It’s a bit like ‘Value Investment’. The human body has an intrinsic value that isn’t appreciated at the moment. If you contribute to your body’s investment fund as the years go by, you will reap the reward later on.
Try calculating the yield on the activity you can do for years to come, by remaining active and in shape. How much can you achieve when you can still move around and live a quality life?
If you subtract 8 of sleep per day and another 3 hours for eating. It leaves you with 91 hours of activity a week. That’s a 54% return on a 5% investment. Not bad.
However, if you keep trading your fitness for expedient rewards, not only will you not benefit from the body’s intrinsic value, ‘your health’, you’ll spend your most valuable asset on the trading costs. You won’t active when you’re older and will be stuck sitting idle, with no quality of life.
60. I get claustrophobic in the gym
The gym at peak hours is often pact with trainees vying to use the machines and free weights. It can be both frustrating and claustrophobic, trying to use the weights and breathing the stuffy air, in close quarters to everyone else working out. If you want to avoid those conditions, then you can train off-peak, when the gym is relatively empty.
If you can’t stand the gym, then choose another outdoor sport or perhaps go swimming. There are many alternatives to working out at the gym, including running, jogging, walking, tennis, and outdoor team sports. Working out at home can be done on your own, with the help of Youtube guides, with and without gym equipment.
61. I have a disability and it’s difficult to go the gym
Besides being a legal requirement for all health clubs to provide access and facilities for people with disabilities, many clubs go out of their way to assist. Gyms have professional trainers on hand that can help trainees throughout the workout session.
Just one example is trainers assisting trainees with Multiple Sclerosis. It’s hard for the trainees to use the machines without running the risk of falling over or managing the weights correctly. A professional trainer can assist the trainee throughout the session and tailor the training activity to the trainee’s individual needs.

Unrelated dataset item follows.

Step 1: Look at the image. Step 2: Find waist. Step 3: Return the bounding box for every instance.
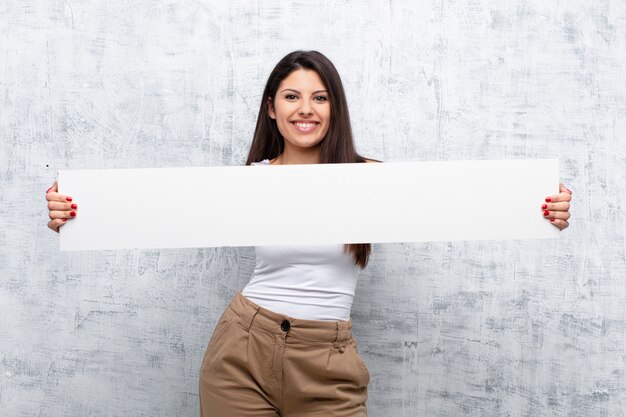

There are shining examples of athletes with prosthetics still working out and competing at the highest levels of athletics. So don’t let your disability put you off.
62. The changing rooms at our gym have a smell mould
If the changing rooms smell of mold, it is probably due to poor ventilation and damp within the walls of the room or changing area.
Damp is a problem that requires the immediate attention of the club’s management.
Mold is a health risk. Mold spores can cause nasal stuffiness, irritation of the throat and lungs, and even cause coughing or wheezing. It can also cause eye and skin irritation. Mould is commonly found on tiles and in the corners of shower rooms and needs cleaning regularly.
If you suspect there is mold, then don’t use the changing rooms. The chances are that if a club is lax about cleaning the changing rooms properly; lacking in the maintenance and cleanliness in other parts of the gym. It’s quite ironic considering it is supposed to be a ‘health club’. If the management refuses to do something about it, then it needs to be reported to the health authority.
If necessary, change clubs.
63. The health club I go to has worn out and broken equipment
It’s quite common for health clubs to have equipment that’s out of order. The questions you need to aks are:
- How many machines are faulty?
- How often does it happen?
- Are the machines placed ‘out of order’, or are they still being used?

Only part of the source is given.